Kinematics M1

I found a question in my M1 book,

A particle is projected vertically upwards with a speed of 30m/s-1 from point A. The point B is h metres above A. The particle moves freely under gravity and its above A for a time 2.4s. Find the value of h

What do they actually mean by moves freely under gravity? That gravity does not apply to it, and in this case it would mean that I certainly do not have enough information, and if it means that it still has the acceleration of -9.8m/s-2 I still do not get the right answer

Here are my workings :

u = 30
a = -9.8
v= 0

Via v = u + at, I get that t = 3.06s, therefore it is in the air for a total of 3.06 seconds

It is 2.4 above B, so it is under B(until it reaches h) for 0.66 seconds

using s=ut+1/2at^2 , I get that that s = 17.66556 , and the right answer is 39 to s.f? :s

Any help ?

It moves freely under gravity means that it doesn't have any other forces acting on it.
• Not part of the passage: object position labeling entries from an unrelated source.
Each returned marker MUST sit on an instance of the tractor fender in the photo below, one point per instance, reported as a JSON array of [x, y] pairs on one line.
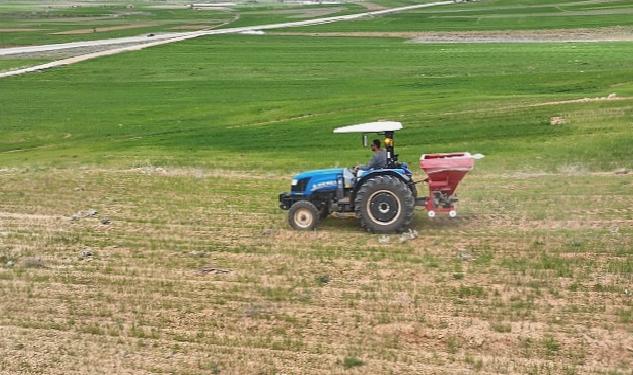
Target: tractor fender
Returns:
[[381, 172]]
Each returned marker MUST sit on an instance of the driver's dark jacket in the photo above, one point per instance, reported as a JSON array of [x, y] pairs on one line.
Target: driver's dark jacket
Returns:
[[378, 161]]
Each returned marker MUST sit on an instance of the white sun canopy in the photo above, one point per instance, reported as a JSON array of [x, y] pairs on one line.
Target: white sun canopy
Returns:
[[370, 127]]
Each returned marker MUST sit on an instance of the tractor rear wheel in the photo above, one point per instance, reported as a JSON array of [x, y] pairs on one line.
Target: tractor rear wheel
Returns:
[[384, 204], [303, 215]]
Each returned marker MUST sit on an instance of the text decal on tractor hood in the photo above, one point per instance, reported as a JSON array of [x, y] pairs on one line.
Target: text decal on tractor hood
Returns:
[[323, 184]]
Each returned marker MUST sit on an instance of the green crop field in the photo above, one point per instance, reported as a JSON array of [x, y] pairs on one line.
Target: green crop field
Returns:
[[140, 230], [499, 15]]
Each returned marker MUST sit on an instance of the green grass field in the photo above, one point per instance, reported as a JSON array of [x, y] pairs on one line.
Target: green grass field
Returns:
[[498, 15], [205, 102], [140, 230]]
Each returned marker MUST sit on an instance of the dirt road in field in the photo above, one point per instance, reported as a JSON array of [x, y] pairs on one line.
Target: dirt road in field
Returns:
[[142, 42]]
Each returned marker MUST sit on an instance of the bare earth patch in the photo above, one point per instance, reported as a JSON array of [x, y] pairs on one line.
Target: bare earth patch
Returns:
[[105, 29], [195, 276]]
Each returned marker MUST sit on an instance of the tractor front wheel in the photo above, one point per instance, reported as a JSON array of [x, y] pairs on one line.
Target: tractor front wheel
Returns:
[[303, 215], [384, 204]]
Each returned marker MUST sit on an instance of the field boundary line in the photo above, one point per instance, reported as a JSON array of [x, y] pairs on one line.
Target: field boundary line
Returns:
[[181, 37]]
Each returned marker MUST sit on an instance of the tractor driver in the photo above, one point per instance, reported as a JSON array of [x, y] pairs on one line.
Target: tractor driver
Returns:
[[378, 161]]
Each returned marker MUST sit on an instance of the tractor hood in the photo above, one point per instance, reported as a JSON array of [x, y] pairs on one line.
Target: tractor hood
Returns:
[[319, 173], [310, 182]]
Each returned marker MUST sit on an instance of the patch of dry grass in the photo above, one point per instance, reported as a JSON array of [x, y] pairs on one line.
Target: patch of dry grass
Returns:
[[535, 276]]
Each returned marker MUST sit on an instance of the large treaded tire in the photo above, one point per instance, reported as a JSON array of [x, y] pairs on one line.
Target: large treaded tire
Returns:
[[303, 215], [384, 204]]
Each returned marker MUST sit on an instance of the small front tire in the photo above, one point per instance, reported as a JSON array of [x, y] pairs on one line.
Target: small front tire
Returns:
[[303, 215]]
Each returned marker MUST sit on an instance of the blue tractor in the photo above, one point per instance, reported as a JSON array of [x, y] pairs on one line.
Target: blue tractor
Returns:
[[383, 199]]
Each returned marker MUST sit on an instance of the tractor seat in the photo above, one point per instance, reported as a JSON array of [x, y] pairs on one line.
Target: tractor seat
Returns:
[[348, 178]]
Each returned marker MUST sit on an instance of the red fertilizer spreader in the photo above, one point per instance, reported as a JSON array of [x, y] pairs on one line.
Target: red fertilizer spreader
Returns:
[[444, 172]]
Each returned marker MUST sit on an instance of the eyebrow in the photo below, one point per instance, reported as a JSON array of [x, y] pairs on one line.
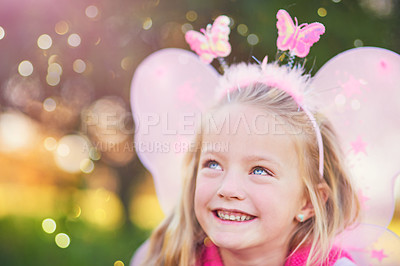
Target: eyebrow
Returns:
[[262, 158], [247, 158]]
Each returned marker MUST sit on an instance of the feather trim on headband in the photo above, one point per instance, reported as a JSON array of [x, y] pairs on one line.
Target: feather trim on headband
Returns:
[[291, 80]]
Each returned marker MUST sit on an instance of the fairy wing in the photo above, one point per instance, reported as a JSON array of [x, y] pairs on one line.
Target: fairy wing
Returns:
[[286, 30], [308, 35], [219, 36], [359, 91], [169, 90], [200, 44]]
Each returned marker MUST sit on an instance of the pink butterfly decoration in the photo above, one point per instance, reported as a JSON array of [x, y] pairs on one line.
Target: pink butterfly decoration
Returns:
[[212, 42], [297, 39]]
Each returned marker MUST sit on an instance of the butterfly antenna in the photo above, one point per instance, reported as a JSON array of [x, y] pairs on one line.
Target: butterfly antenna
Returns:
[[223, 64], [291, 60], [255, 59]]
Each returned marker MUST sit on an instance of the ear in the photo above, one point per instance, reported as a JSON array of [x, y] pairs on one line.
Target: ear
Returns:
[[307, 209]]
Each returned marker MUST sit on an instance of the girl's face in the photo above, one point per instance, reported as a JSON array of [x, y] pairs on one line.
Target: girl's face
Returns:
[[248, 189]]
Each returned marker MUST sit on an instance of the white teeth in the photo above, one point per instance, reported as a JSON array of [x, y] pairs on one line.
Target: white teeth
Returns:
[[232, 217]]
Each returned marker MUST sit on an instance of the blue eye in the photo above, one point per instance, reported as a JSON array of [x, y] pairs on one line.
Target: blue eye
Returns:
[[213, 165], [260, 171]]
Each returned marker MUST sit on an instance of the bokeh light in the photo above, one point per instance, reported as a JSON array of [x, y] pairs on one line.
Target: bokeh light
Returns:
[[53, 79], [50, 143], [127, 63], [101, 207], [252, 39], [145, 211], [17, 132], [147, 23], [49, 225], [2, 33], [25, 68], [71, 150], [49, 104], [61, 27], [62, 240], [186, 27], [322, 12], [191, 15], [74, 40], [92, 11], [242, 29], [79, 66], [44, 41], [55, 68], [87, 166], [107, 124]]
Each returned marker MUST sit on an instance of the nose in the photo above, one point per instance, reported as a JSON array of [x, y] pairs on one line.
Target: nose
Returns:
[[231, 187]]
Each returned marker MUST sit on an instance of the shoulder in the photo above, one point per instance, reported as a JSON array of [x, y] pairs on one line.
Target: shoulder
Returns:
[[140, 254], [344, 262]]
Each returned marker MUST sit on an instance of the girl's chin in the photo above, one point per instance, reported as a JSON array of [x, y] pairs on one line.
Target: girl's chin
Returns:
[[231, 242]]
E.g. air resistance.

EDIT: Hold on, just realised something. Gimme a sec to work this out lol.

EDIT2: Ok, as far as I can remember (I did M1 2 years ago now, but I did get a high A in it), the time is irrelevant in this question. Here is my working:

s ?
u 30
v 0
a -9.8
t

900 + 2(-9.8)(s)
-900 = -19.6s
19.6s = 900
s = 900/19.6

using the formula v^2 = u^2 +2as. Since v = 0 I have omitted it.

Your method is right apart from one small mistake: 3.06 is not the total time in the air, it is the time until it reaches the maximum. When the particle goes up, it is above b for half of 2.4 seconds (1.2) before it reaches the maximum height, then another 1.2 seconds after.

So, using your method, you are looking at just the first half of motion, so you only need to take off 1.2 seconds from 3.06. Does that get you the right answer?

(This is all assuming the bolded 'A' should read B in the question, judging from your working).

You got the maximum heigth reached, exactly as mine.